I'm trying to implement a data.table for my relatively large datasets and I can't figure out how to operate a function over multiple columns in the same row. Specifically, I want to create a new column that contains a specifically-formatted tally of the values (i.e., a histogram) in a subset of columns. It is kind of like table() but that also includes 0 entries and is sorted--so, if you know of a better/faster method I'd appreciate that too!
Simplified test case:
DF<-data.frame("A"=c("a","d","a"),"B"=c("b","a","a"),"C"=c("c","a","a"),"D"=c("a","b","c"),"E"=c("a","a","c"))
DT<-as.data.table(DF)
> DT
A B C D E
1: a b c a a
2: d a a b a
3: a a a c c
my klunky histogram function:
histo<-function(vec){
foo<-c("a"=0,"b"=0,"c"=0,"d"=0)
for(i in vec){foo[i]=foo[i]+1}
return(foo)}
>histo(unname(unlist(DF[1,])))
a b c d
3 1 1 0
>histo(unname(unlist(DF[2,])))
a b c d
3 1 0 1
>histo(unname(unlist(DF[3,])))
a b c d
3 0 2 0
pseduocode of desired function and output
>DT[,his:=some_func_with_histo(A:E)]
>DT
A B C D E his
1: a b c a a (3,1,1,0)
2: d a a b a (3,1,0,1)
3: a a a c c (3,0,2,0)
df <- data.table(DF)
df$hist <- unlist(apply(df, 1, function(x) {
list(
sapply(letters[1:4], function(d) {
b <- sum(!is.na(grep(d,x)))
assign(d, b)
}))
}), recursive=FALSE)
Your df$hist column is a list, with each value named:
> df
A B C D E hist
1: a b c a a 3,1,2,0
2: d a a b a 3,1,1,1
3: a a a c c 3,0,3,0
> df$hist
[[1]]
a b c d
3 1 2 0
[[2]]
a b c d
3 1 1 1
[[3]]
a b c d
3 0 3 0
NOTE: Answer has been updated to to OP's request and mnel's comment
OK, how do you like that solution:
library(data.table)
DT <- data.table(A=c("a","d","a"),
B=c("b","a","a"),
C=c("c","a","a"),
D=c("a","b","c"),
E=c("a","a","c"))
fun <- function(vec, char) {
sum(vec==char)
}
DT[, Vec_Nr:= paste(Vectorize(fun, 'char')(.SD, letters[1:4]), collapse=","),
by=1:nrow(DT),
.SDcols=LETTERS[1:5]]
A B C D E Vec_Nr
1: a b c a a 3,1,1,0
2: d a a b a 3,1,0,1
3: a a a c c 3,0,2,0
I basically split up your problem into several steps:
First, I define a function fun that gives me the number of occurrences for one character. To see how
that function works, just call
fun(c("a", "a", "b"), "b")
[1] 1
Next, I vectorize this function because you don't want to know that for only one character "b", but for many. To pass a vector of arguments to a function,
use Vectorize. To see how that works, just type
Vectorize(fun, "char")(c("a", "a", "b"), c("a", "b"))
a b
2 1
Next, I collapse the results into one string and save that as a new column. Note that I deliberatly used the letters and LETTERS here to show you how make this more dynamic.

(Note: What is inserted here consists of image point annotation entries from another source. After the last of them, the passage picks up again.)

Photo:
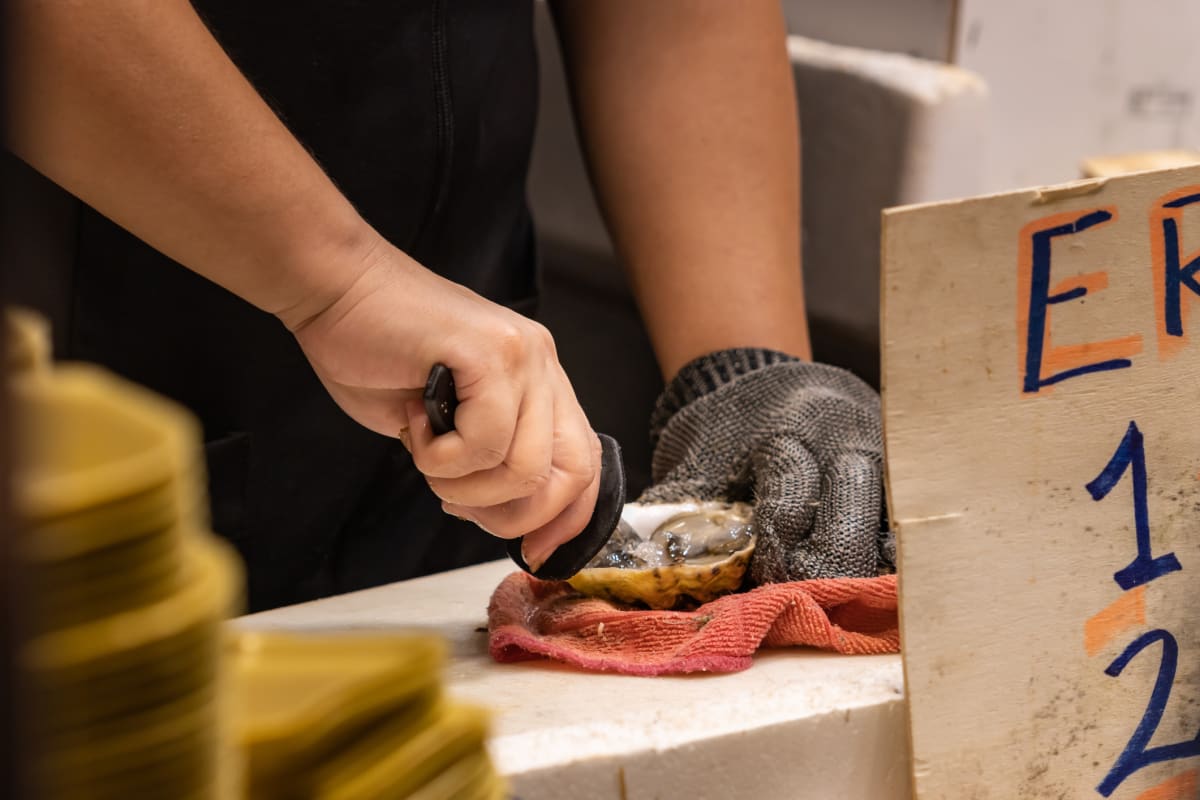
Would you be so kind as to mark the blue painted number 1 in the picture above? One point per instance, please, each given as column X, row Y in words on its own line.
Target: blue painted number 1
column 1132, row 452
column 1144, row 569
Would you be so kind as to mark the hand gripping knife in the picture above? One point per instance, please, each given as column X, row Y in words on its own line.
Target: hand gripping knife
column 573, row 555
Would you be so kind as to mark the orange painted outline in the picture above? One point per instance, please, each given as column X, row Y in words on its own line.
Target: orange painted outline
column 1181, row 787
column 1056, row 359
column 1127, row 611
column 1168, row 346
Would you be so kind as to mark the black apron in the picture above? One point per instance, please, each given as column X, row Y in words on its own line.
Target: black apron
column 423, row 113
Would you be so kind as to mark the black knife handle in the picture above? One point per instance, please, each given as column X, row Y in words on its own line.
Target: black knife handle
column 573, row 555
column 441, row 400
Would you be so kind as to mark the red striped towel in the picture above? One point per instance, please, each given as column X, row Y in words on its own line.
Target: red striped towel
column 528, row 618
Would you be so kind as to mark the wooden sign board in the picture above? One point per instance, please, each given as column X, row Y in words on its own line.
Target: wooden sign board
column 1042, row 410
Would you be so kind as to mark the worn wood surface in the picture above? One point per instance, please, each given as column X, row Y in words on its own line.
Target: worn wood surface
column 1039, row 347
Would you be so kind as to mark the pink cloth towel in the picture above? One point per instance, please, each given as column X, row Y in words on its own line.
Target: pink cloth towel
column 528, row 618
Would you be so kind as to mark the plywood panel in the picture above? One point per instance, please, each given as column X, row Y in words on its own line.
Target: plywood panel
column 1041, row 391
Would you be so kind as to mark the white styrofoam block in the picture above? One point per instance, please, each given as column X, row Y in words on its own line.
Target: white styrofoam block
column 921, row 28
column 797, row 725
column 879, row 130
column 1075, row 78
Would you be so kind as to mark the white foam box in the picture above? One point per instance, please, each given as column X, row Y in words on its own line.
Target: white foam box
column 1069, row 79
column 879, row 128
column 798, row 725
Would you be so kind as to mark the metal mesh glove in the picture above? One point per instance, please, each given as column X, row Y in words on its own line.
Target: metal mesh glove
column 802, row 440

EDIT (also see below): Provided you first convert column classes to character, e.g., with DT <- DT[,lapply(.SD,as.character)]...

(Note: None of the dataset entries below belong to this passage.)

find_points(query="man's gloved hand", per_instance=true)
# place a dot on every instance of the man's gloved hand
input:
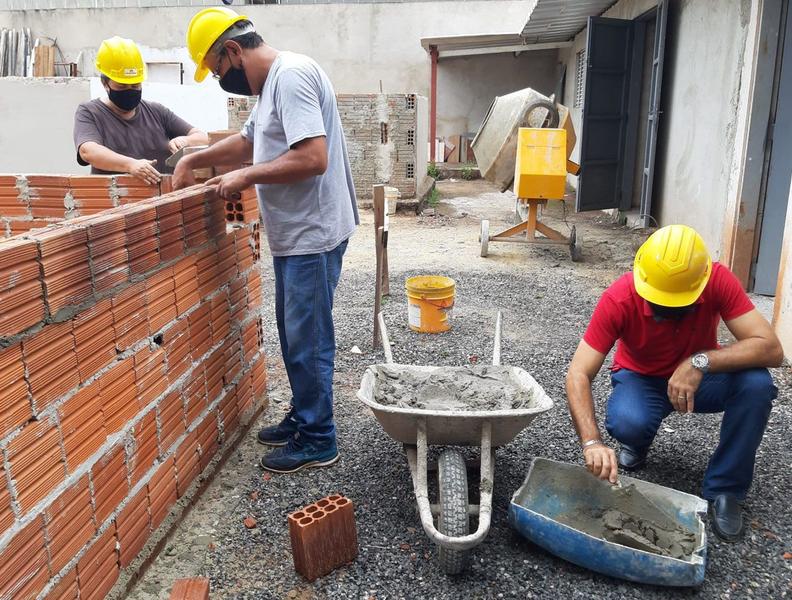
(683, 385)
(182, 175)
(601, 462)
(144, 170)
(178, 143)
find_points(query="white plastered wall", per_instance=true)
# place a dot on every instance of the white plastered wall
(702, 99)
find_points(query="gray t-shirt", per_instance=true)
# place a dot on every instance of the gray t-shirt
(314, 215)
(145, 135)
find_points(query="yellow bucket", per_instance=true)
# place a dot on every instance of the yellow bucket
(430, 300)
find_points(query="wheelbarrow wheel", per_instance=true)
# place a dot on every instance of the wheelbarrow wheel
(453, 518)
(484, 238)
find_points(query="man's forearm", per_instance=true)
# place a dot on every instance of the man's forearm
(290, 167)
(196, 137)
(745, 354)
(101, 157)
(581, 406)
(233, 150)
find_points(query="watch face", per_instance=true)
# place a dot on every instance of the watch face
(700, 361)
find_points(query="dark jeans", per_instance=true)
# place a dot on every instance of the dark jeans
(639, 403)
(304, 289)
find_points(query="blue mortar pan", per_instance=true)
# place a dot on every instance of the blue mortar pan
(555, 489)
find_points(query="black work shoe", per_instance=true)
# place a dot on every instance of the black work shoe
(632, 459)
(726, 517)
(277, 435)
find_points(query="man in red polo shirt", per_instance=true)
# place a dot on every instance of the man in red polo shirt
(664, 316)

By using factor, you can convert vec and pass the values (a,b,c,d) in one step:
histo2 <- function(x) table(factor(x,levels=letters[1:4]))
Then you can iterate over rows by passing by=1:nrow(DT).

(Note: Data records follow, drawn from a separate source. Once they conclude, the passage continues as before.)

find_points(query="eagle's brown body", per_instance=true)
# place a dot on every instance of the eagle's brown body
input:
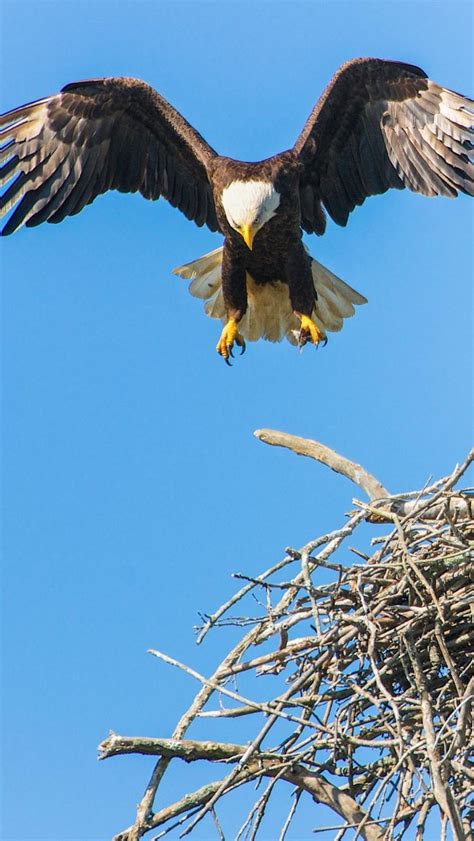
(379, 124)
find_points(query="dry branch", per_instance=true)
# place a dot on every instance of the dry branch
(376, 670)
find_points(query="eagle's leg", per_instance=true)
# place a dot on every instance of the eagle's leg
(230, 336)
(303, 296)
(234, 290)
(309, 331)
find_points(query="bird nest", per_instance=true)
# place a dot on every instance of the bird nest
(374, 666)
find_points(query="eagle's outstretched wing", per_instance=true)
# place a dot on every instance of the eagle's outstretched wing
(382, 124)
(98, 135)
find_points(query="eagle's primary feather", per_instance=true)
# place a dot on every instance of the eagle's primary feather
(378, 124)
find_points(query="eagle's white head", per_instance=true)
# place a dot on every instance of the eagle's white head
(249, 205)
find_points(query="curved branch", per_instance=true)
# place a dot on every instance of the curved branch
(313, 449)
(260, 765)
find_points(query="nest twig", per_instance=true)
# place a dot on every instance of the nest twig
(375, 660)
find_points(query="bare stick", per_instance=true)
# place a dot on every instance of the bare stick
(313, 449)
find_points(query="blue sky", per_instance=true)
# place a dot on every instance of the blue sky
(133, 486)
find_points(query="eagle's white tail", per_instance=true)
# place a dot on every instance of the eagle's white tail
(269, 314)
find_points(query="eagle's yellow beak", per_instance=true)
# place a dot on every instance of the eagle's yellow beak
(248, 234)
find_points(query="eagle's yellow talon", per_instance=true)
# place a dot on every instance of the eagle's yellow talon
(229, 336)
(309, 331)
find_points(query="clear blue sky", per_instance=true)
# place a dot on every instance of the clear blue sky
(133, 487)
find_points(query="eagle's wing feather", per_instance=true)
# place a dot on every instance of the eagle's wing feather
(382, 124)
(99, 135)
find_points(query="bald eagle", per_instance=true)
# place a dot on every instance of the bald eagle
(378, 124)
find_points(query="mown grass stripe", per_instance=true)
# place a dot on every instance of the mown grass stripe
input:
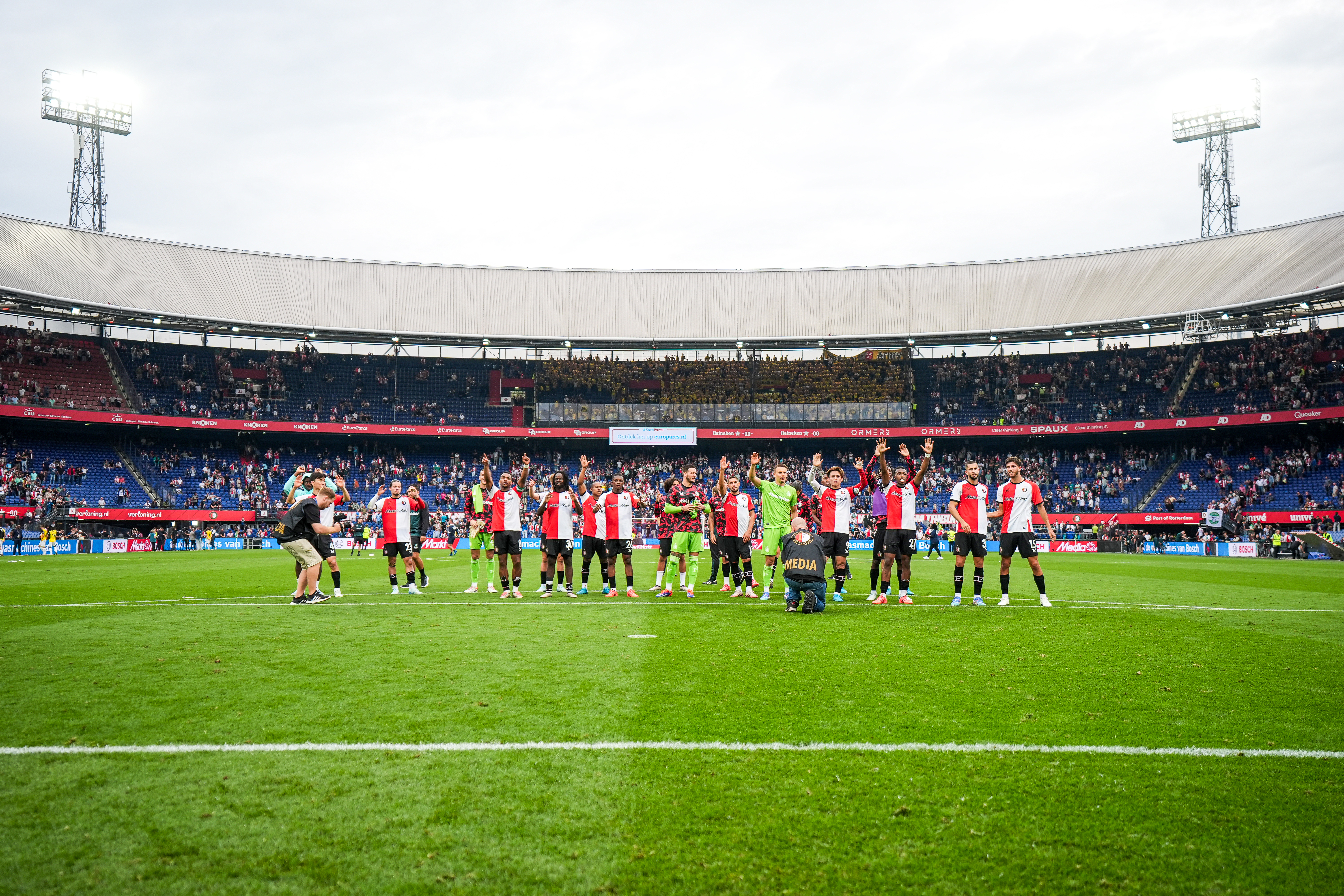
(1220, 753)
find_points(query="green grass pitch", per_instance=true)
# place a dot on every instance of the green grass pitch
(1155, 652)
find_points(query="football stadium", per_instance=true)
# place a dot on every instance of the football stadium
(334, 575)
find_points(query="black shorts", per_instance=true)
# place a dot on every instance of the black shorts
(970, 545)
(736, 549)
(835, 545)
(901, 542)
(509, 542)
(1023, 542)
(562, 547)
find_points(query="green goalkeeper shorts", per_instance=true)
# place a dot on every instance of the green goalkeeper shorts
(687, 543)
(771, 539)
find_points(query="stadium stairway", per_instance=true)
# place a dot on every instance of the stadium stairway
(136, 475)
(1158, 485)
(122, 377)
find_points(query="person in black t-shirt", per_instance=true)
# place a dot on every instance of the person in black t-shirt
(298, 534)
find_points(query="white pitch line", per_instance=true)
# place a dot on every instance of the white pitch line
(283, 601)
(1220, 753)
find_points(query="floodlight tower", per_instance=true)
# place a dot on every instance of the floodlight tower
(1216, 127)
(79, 101)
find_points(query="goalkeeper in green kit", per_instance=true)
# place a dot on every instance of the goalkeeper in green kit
(779, 507)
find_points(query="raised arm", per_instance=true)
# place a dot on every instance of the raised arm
(924, 464)
(812, 473)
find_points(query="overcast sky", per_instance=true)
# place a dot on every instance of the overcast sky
(687, 135)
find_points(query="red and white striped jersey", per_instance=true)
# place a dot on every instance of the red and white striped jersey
(506, 510)
(557, 514)
(1018, 502)
(837, 506)
(397, 518)
(737, 515)
(618, 516)
(971, 504)
(901, 506)
(589, 504)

DT[,as.list(histo2(.SD)),by=1:nrow(DT)]
This gives...
nrow a b c d
1: 1 3 1 1 0
2: 2 3 1 0 1
3: 3 3 0 2 0
Also, this iterates over columns. This works because .SD is a special variable holding the subset of data associated with the call to by. In this case, that subset is the data.table consisting of one of the rows. histo2(DT[1]) works the same way.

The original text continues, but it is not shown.